When it comes to the performance art of geopolitics, the European Union has rarely missed a beat. Next week, EU heads of state will gather, as CNBC reports, to discuss helping Ukraine yet again — not by opening their own wallets, mind you, but by contemplating the “quicker use” of frozen Russian assets. In what can only be called a masterstroke of fiscal altruism, the EU proposes to save Ukraine by spending… Russia’s money, not theirs.

Of course, 175 billion euros ($204 billion) in matured cash from frozen Russian assets does sound impressive. And, to be fair, the EU has allowed modest profits from those assets to trickle down to Kyiv. But the real struggle is deciding how much more they are willing to risk in someone else’s name, while Trump’s administration pushes G-7 allies to go bolder and seize the bulk of those assets outright.

Nothing says solidarity like offering up the confiscated cash of a third party – especially when legal experts and money managers, notably in Belgium, are warning about future lawsuits the moment the conflict ends. After all, Euroclear sits uneasily atop the pile of Russian wealth in Brussels, and Belgium would prefer that legal repercussions land on everyone, not just them.

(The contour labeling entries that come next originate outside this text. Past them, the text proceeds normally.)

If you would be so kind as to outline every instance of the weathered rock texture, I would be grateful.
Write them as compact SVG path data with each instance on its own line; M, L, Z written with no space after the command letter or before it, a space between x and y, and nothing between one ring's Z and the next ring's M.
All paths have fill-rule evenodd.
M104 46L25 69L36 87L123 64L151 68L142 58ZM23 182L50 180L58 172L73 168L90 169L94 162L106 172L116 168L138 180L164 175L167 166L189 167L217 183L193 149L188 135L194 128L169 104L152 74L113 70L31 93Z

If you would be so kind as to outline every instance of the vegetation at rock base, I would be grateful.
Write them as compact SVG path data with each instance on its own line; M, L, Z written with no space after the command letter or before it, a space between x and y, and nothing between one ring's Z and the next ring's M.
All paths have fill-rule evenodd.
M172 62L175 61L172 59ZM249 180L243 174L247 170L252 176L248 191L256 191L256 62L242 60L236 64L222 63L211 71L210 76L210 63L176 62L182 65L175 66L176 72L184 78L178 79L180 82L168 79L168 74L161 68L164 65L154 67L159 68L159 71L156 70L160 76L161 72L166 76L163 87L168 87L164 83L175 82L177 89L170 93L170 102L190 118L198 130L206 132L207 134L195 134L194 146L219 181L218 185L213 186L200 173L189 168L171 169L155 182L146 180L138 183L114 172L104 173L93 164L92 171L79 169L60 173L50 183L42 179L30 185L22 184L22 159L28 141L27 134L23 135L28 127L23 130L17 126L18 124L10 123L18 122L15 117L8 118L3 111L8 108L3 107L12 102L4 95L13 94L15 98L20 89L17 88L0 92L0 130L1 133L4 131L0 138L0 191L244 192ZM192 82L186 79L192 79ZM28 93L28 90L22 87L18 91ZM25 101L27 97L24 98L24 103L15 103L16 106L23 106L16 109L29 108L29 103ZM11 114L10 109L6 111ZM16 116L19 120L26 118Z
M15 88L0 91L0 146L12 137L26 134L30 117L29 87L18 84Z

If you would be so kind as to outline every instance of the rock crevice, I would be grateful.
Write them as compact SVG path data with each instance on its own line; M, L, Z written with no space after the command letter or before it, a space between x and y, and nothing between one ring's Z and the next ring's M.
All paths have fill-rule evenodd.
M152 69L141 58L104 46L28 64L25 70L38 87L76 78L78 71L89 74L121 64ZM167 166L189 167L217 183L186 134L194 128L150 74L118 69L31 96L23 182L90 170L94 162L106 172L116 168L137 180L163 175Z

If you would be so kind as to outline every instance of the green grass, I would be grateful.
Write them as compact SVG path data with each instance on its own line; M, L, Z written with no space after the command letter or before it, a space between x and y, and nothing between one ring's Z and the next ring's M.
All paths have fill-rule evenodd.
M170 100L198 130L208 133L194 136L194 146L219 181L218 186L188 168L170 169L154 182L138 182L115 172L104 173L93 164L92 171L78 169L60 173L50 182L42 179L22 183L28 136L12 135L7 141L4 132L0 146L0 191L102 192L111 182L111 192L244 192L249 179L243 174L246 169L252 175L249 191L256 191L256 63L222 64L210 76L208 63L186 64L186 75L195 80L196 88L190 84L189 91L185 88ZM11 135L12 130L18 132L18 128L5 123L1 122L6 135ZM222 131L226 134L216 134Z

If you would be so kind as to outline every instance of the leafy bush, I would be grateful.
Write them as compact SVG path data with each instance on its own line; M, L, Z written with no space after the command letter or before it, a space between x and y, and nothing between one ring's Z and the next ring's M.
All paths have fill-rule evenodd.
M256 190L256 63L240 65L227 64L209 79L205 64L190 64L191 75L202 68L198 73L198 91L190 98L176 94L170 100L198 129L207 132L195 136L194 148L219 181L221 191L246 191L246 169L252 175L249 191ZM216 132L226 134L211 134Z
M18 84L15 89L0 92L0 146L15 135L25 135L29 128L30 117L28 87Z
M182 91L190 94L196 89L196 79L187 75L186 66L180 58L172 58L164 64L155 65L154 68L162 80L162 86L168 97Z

Meanwhile, the UK, France, and Germany have come together to call for “more action” — presumably more creative ways to help Ukraine with assets that don’t belong to them. As for genuine sacrifice? Let’s hope Brussels’ applause for itself doesn’t drown out Kyiv’s call for real support.

Still, Trump and Putin had made a phone call to discuss ending the war for the hundredth time. It will be in Hungary without any specific timetable as of now. High-level officials from both countries will begin the framework of this discussion next week.

 

A significant portion of Russia’s foreign assets, valued between $300 billion and $350 billion, remains frozen in Western countries, according to a prior confirmation from the Russian central bank, as per Reuters’ report in September this year. Like its global peers, Russia’s central bank had diversified its reserves across liquid assets—including major currencies, government bonds, and gold—at the time sanctions were imposed. Many of the securities in question have matured, resulting in large volumes now held as cash by Belgium-based securities depository Euroclear.